Flash is a language runtime, similar to Java, where we process compiled bytecode written by developers, and we do the low-level work of allocating memory and drawing pixels to the screen.
Flash Player doesn't have anything to do with thermal management on the laptop, but people (including me) typically don't like when the fans come on.
The fact that the fans are on doesn't mean that the laptop is overheating. It's just using enough power that it requires the fans to run. The case is aluminum because it passively conducts heat out into the surrounding air. Having the laptop on a soft surface that blocks the fans or limits the case's ability to conduct heat away from the internal components will definitely impact the laptop's ability to cool itself. It also doesn't hurt to blow the dust bunnies out of the fans with some compressed air once in a while. That said, cooling issues don't have anything to do with Flash, beyond the fact that it's using available compute resources, and they're throwing off some heat as part of their normal operation.
The hardware in modern laptops typically has a low-power/low-thermal-output mode, which helps to conserve battery life at the expense of performance. If the laptop is mostly idle, you can often get away with passive cooling, which means that you're not using batteries to spin fans, and the CPUs are using the least possible amount of power. This in turn gets you quiet operation and long battery life. If the content on the page requires a lot of computation, then those components will go into full-power mode, which starts the active cooling regimen, and uses more battery power for both operation and cooling.
The amount of CPU cycles consumed by Flash Player are directly related to the code that the content provider has written, and the sheer number of flash-related things they've stuck on the page. If a website is performing poorly, your options generally fall into the categories of "complain to the content provider", "vote with your feet and find the content elsewhere", and "experiment with other browsers and/or ad-blockers".
Typically what's going on when you're browsing a website or news article and all the fans come on, is that the content provider has embedded a bunch of ads and tracking scripts on to their page.
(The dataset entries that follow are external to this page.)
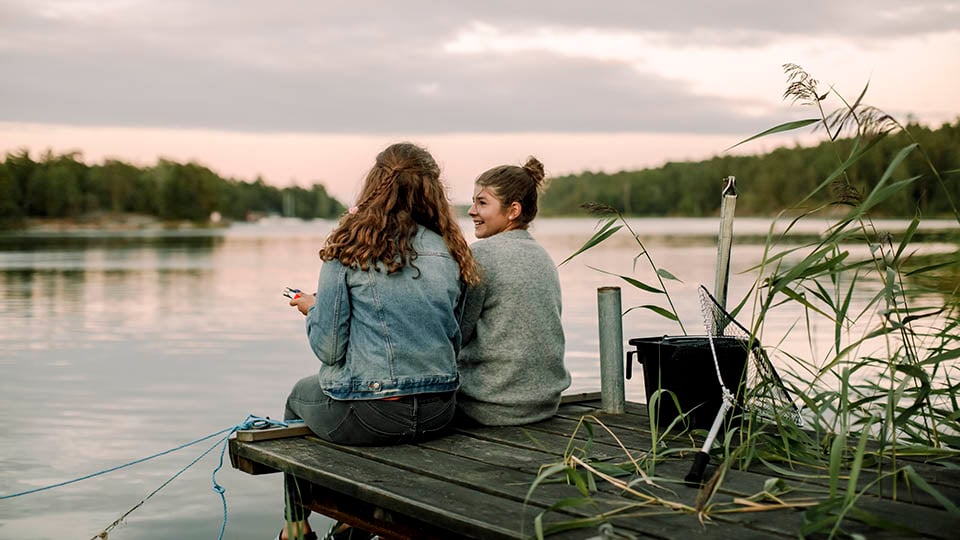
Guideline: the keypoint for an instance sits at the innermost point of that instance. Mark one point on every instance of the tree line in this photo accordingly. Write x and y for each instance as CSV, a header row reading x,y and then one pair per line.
x,y
63,186
771,182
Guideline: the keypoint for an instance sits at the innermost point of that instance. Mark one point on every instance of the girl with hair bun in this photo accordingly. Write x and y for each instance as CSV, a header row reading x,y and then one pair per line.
x,y
384,322
511,363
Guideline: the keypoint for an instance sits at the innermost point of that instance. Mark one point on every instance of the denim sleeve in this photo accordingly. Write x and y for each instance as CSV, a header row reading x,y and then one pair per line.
x,y
328,321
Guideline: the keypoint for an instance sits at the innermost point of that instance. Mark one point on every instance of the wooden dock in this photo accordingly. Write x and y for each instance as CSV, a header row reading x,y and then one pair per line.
x,y
474,483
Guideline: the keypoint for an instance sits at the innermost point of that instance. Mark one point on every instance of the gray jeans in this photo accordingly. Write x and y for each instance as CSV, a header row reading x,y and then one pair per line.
x,y
374,422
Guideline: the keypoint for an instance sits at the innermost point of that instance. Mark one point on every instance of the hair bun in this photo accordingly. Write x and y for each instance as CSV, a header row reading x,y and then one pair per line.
x,y
535,169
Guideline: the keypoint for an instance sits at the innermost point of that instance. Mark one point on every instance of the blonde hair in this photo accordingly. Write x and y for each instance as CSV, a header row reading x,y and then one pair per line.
x,y
401,191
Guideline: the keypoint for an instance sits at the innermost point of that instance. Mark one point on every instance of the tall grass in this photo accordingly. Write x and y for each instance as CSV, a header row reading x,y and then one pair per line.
x,y
882,397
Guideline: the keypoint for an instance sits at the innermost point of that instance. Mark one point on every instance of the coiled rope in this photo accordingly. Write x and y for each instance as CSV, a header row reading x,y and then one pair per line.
x,y
251,422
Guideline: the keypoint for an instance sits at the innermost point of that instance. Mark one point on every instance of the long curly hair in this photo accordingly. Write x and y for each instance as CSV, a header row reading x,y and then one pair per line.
x,y
401,191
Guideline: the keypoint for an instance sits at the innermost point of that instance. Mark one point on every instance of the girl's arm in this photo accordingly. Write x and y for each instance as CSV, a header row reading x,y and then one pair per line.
x,y
328,321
In a world where content is free, ads pay the bills, and there's this whole complex ecosystem where the content provider has to prove to the advertiser that their ads were shown, and the advertiser has to pay the content provider and they want to know how their ads are performing, how people are using the website, etc. Much of the work in browsers lately around power management is really about blocking ads and tracking software, which are generally the real culprits in the situation.
It's not abnormal to see sites stuff dozens of ads and tracking scripts on to a single page, and in some instances, we'll see "ad stuffing", where there are dozens and dozens of ads on a page, but many aren't visible because they've drawn other stuff on top of them. When advertisers are paying per "impression", people can abuse the system to get more revenue that way. To combat it, the advertiser will then need some other tracking script to validate that their ad is visible, and you just end up with all this bloat on the page.
Long story short, the content provider is best positioned to troubleshoot and fix this. We provide a free performance profiling tool called Adobe Scout that will let them identify slow code in their content and optimize it. In 99.99% of instances, this is all that's really required. In the event that the content provider truly identifies a language-level issue that needs our attention, they'll have a detailed root-cause analysis at that point, and we'd be happy to have an engineering-level discussion with them.